A clofarabine-based treatment was found to be safe and effective in refractory/relapsed acute myeloid leukemia (AML) in the phase 2 CLAM trial.
The CLAM protocol treatment was clofarabine, cytarabine, and mitoxantrone (intravenous infusion, days 1‐5), cytarabine (intravenous infusion starting 4 hours after clofarabine, days 1‐5), and mitoxantrone (intravenous infusion, days 3‐5).
Bone marrow aspiration and trephine biopsy were performed on day 28. A total of 52 patients (16 women), with an age range of 22-65 years and refractory/relapsed AML were treated.
The overall response rate after the first cycle of CLAM was 90.4% (complete remission, 69.2%; CR with incomplete hematologic recovery, 21.2%).

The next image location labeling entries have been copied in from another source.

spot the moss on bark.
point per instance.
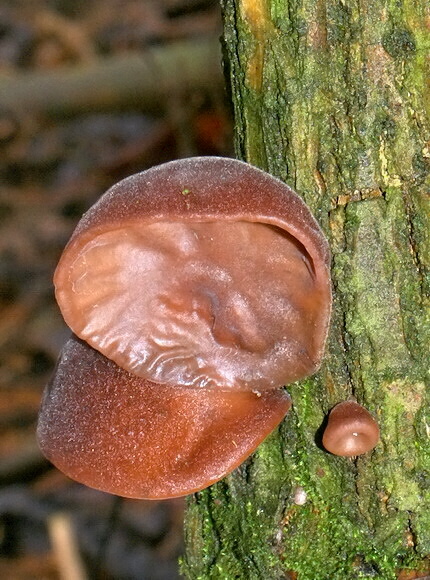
(331, 97)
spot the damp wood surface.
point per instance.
(333, 98)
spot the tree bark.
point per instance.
(331, 97)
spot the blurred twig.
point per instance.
(117, 82)
(65, 547)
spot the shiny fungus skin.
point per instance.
(117, 432)
(203, 272)
(351, 430)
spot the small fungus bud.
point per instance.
(351, 430)
(197, 289)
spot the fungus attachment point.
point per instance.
(351, 430)
(229, 290)
(122, 434)
(197, 289)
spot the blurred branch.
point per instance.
(144, 80)
(65, 547)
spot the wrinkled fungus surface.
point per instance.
(351, 430)
(197, 289)
(204, 272)
(123, 434)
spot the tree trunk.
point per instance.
(330, 96)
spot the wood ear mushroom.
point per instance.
(351, 430)
(196, 289)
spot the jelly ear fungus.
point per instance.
(200, 288)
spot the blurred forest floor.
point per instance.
(57, 156)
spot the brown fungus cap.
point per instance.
(125, 435)
(203, 272)
(351, 430)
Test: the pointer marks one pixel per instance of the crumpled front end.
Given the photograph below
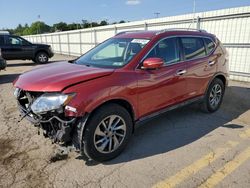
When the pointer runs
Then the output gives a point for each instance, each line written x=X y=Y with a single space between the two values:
x=53 y=122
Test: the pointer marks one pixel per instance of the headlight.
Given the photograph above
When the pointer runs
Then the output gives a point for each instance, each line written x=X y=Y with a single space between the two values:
x=50 y=101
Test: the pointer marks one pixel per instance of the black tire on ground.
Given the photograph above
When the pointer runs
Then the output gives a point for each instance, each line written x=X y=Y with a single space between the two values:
x=41 y=57
x=214 y=96
x=94 y=132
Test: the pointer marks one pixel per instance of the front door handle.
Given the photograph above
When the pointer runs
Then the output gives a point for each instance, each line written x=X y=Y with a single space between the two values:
x=181 y=72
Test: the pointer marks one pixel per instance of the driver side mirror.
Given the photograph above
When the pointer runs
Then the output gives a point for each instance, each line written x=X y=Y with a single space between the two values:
x=152 y=63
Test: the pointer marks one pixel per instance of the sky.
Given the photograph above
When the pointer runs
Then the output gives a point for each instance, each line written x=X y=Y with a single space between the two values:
x=14 y=12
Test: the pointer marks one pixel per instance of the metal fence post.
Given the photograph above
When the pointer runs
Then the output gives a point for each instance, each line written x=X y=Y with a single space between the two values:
x=80 y=38
x=68 y=43
x=95 y=38
x=198 y=20
x=145 y=26
x=60 y=44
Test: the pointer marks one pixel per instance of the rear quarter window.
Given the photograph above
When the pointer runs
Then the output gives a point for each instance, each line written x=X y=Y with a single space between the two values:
x=210 y=45
x=193 y=47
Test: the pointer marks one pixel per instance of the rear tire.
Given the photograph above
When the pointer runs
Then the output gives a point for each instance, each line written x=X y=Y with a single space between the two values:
x=41 y=57
x=107 y=132
x=214 y=96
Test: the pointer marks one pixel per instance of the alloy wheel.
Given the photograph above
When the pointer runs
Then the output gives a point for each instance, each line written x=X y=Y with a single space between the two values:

In addition, the efficacy of CLAM was not apparently affected by high‐risk karyotypes and genetic mutations among the patients.
Patients with a response (marrow < 5% blasts) received a maximum of two cycles of CLAM consolidation, each at 50% dose reduction, given 6‐8 weeks apart. Responding patients with an HLA‐matched sibling or volunteer‐unrelated donor were offered allogeneic hematopoietic stem cell transplantation (HSCT). Toxicity of CLAM was manageable and did not compromise subsequent allogeneic HSCT, the researchers added.

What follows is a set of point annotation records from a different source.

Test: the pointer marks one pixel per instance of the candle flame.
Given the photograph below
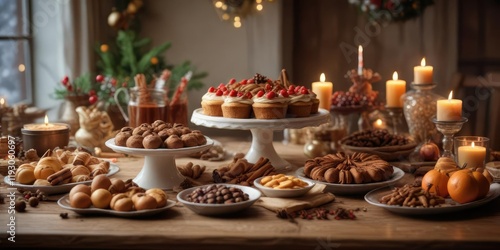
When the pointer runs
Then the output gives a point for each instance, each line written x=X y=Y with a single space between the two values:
x=395 y=76
x=322 y=77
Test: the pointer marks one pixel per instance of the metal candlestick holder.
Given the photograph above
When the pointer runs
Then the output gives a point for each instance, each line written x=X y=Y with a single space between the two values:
x=396 y=115
x=449 y=129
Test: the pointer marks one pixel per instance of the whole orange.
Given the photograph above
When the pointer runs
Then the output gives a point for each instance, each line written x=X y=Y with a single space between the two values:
x=483 y=184
x=463 y=187
x=437 y=182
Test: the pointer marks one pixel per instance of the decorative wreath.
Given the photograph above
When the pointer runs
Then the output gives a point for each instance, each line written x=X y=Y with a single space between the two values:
x=391 y=10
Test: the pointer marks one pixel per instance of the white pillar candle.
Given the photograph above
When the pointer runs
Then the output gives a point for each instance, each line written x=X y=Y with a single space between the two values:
x=473 y=155
x=450 y=109
x=323 y=91
x=394 y=89
x=422 y=73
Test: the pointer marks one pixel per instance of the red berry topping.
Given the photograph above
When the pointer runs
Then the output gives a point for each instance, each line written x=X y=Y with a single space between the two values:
x=93 y=99
x=284 y=93
x=99 y=78
x=268 y=87
x=65 y=80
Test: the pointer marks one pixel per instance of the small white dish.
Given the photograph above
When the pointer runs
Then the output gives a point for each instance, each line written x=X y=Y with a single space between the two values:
x=219 y=209
x=283 y=193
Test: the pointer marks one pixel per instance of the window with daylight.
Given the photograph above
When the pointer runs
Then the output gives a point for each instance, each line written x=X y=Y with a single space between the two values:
x=15 y=52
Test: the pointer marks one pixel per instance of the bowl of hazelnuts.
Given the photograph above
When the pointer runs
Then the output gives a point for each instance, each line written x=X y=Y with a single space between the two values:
x=387 y=146
x=218 y=199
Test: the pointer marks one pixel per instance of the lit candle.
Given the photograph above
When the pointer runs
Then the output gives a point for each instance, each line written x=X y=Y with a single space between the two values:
x=323 y=91
x=394 y=89
x=473 y=155
x=46 y=126
x=450 y=109
x=360 y=60
x=379 y=124
x=422 y=73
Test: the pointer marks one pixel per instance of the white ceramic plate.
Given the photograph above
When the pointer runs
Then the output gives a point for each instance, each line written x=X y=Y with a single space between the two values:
x=351 y=189
x=449 y=206
x=64 y=203
x=59 y=189
x=283 y=193
x=219 y=209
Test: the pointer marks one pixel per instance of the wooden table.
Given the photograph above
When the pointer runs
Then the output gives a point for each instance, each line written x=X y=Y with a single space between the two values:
x=255 y=227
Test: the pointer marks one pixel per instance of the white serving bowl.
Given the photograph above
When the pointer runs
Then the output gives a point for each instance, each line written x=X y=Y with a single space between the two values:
x=219 y=209
x=283 y=193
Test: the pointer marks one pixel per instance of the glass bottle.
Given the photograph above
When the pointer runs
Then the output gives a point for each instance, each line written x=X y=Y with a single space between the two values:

“In this era of molecular targeting, CLAM might still have a role to play,” according to the researchers. “It offers the advantage of a highly effective regimen that is readily available. It provides a median DOR of 5 months, which is meaningful for organization of HSCT. Delays associated with recruitment into clinical trials or sourcing of targeted drugs are obviated. Precious time is saved, so that patients can quickly be bridged to a potentially curative allogeneic HSCT.”
No disclosures or conflicts of interest were reported.